O interesse da emissora da família Marinho no projeto pode ser dimensionado pela repercussão do projeto 23700/2019. Uma simples pesquisa revela que desde a semana passada os veículos da Globo são os que mais têm noticiado e repercutido a intenção da Câmara dos Deputados de aprovar o projeto, como se essa aprovação fosse um dos temas mais importantes em debate no País hoje.

Há três meses, a Globo utilizava sua tropa de choque jornalística para tentar aprovar o PL 2630, de Orlando Silva (PCdoB-SP). Naquele texto, a remuneração das empresas jornalísticas era um jabuti, e o artigo passaria despercebido se jornalistas independentes não o denunciassem.

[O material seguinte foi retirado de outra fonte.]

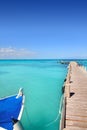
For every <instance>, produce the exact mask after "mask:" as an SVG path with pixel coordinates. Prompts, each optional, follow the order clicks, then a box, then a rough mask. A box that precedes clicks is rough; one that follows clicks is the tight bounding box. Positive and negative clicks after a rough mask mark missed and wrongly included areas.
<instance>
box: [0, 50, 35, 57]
mask: <svg viewBox="0 0 87 130" xmlns="http://www.w3.org/2000/svg"><path fill="white" fill-rule="evenodd" d="M35 56H36V53H35V52H32V51H28V50H26V49H24V48H21V49H16V48H12V47H8V48H0V59H5V58H6V59H7V58H9V59H11V58H13V59H14V58H17V59H19V58H33V57H35Z"/></svg>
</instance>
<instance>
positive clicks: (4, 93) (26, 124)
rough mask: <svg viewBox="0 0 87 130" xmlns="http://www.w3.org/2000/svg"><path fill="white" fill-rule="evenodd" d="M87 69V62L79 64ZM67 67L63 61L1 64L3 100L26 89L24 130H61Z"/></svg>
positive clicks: (15, 60) (0, 96)
mask: <svg viewBox="0 0 87 130" xmlns="http://www.w3.org/2000/svg"><path fill="white" fill-rule="evenodd" d="M78 62H79V63H80V64H82V65H85V66H86V67H87V60H78ZM66 74H67V65H62V64H60V62H59V60H0V98H1V97H4V96H9V95H13V94H16V93H18V90H19V88H20V87H22V88H23V89H24V94H25V107H24V112H23V116H22V119H21V122H22V124H23V127H24V130H58V129H59V122H60V116H61V115H60V111H61V97H62V86H63V83H64V79H65V77H66Z"/></svg>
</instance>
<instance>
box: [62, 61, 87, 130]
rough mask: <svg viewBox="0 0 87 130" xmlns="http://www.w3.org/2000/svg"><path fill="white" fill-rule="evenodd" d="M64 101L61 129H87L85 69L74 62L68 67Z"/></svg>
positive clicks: (86, 99) (66, 78) (65, 86)
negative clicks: (63, 116) (61, 125)
mask: <svg viewBox="0 0 87 130" xmlns="http://www.w3.org/2000/svg"><path fill="white" fill-rule="evenodd" d="M65 101H66V104H65V108H64V109H65V115H64V123H63V124H64V128H63V129H62V130H87V71H86V70H85V68H84V67H82V66H79V65H78V64H77V63H76V62H71V63H70V64H69V67H68V74H67V77H66V82H65Z"/></svg>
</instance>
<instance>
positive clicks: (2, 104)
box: [0, 89, 25, 130]
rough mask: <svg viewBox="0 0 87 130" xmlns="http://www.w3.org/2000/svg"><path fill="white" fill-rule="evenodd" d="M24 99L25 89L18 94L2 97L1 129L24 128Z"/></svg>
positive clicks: (24, 96) (0, 106)
mask: <svg viewBox="0 0 87 130" xmlns="http://www.w3.org/2000/svg"><path fill="white" fill-rule="evenodd" d="M24 101H25V96H24V94H23V89H19V93H18V94H17V95H12V96H9V97H5V98H2V99H0V130H23V127H22V125H21V123H20V120H21V117H22V113H23V108H24Z"/></svg>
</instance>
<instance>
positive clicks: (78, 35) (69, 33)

A pressa na votação do projeto 2630 era, então, justificada com o argumento de que o Brasil precisava combater as fake news – e precisa mesmo, mas esta é outra discussão, que precisa ser travada de maneira honesta.

Na tentativa de conquistar apoio popular, até  deputados de esquerda aderiram ao discurso de que o projeto 2630 salvaria “nossas criancinhas”. A Globo fazia intensa campanha, com eventos na Abert frequentada por ministros de Lula e reportagens em todos os seus telejornais que associava o 2630 a um antídoto contra os crimes na internet.

Inviabilizado, porque exposto em sua natureza de barriga de aluguel, o projeto 2630 deixou de ser prioridade, e o jabuti foi inseminado no projeto 2370. O que esse movimento de bastidor revela é que a preocupação com nossas criancinhas nunca foi a real motivação dessa iniciativa parlamentar.

A menos que a referência às criancinhas sejam os filhos e netos dos barões da comunicação. Nesse caso, a referência é às criancinhas deles, não às nossas. O jabuti não era acessório, mas o principal. E agora os comentaristas da Globo, como Fernando Gabeira, já não escondem que o objetivo do projeto é remunerar o “jornalismo profissional”.

Bem, se por “jornalismo profissional” considerarmos o que faz a Globo, temos que colocar nessa conta uma das maiores fake news da história, que foi  o processo do Triplex do Guarujá, que manteve Lula 580 dias no cárcere da Polícia Federal. Ou a transformação de Moro em juiz exemplar.

É esse tipo de “jornalismo profissional” que os deputados de esquerda pretendem apoiar? Em defesa do projeto da Globo, esses parlamentares têm feito circular um texto que apresenta números sobre o faturamento das big techs e a conclusão (deles) de que os veículos independentes também terão uma remuneração maior com a aprovação do 2370.

Pelos números, a parte que fica com as big techs é muito maior do que a destinada hoje aos veículos de jornalismo, destinada mediante acordos, não por imposição legal. 

Não sei se os números são exatamente estes que os deputados apresentam, mas o que garante que as plataformas continuarão a remunerar os veículos de jornalismo a partir de uma imposição legal?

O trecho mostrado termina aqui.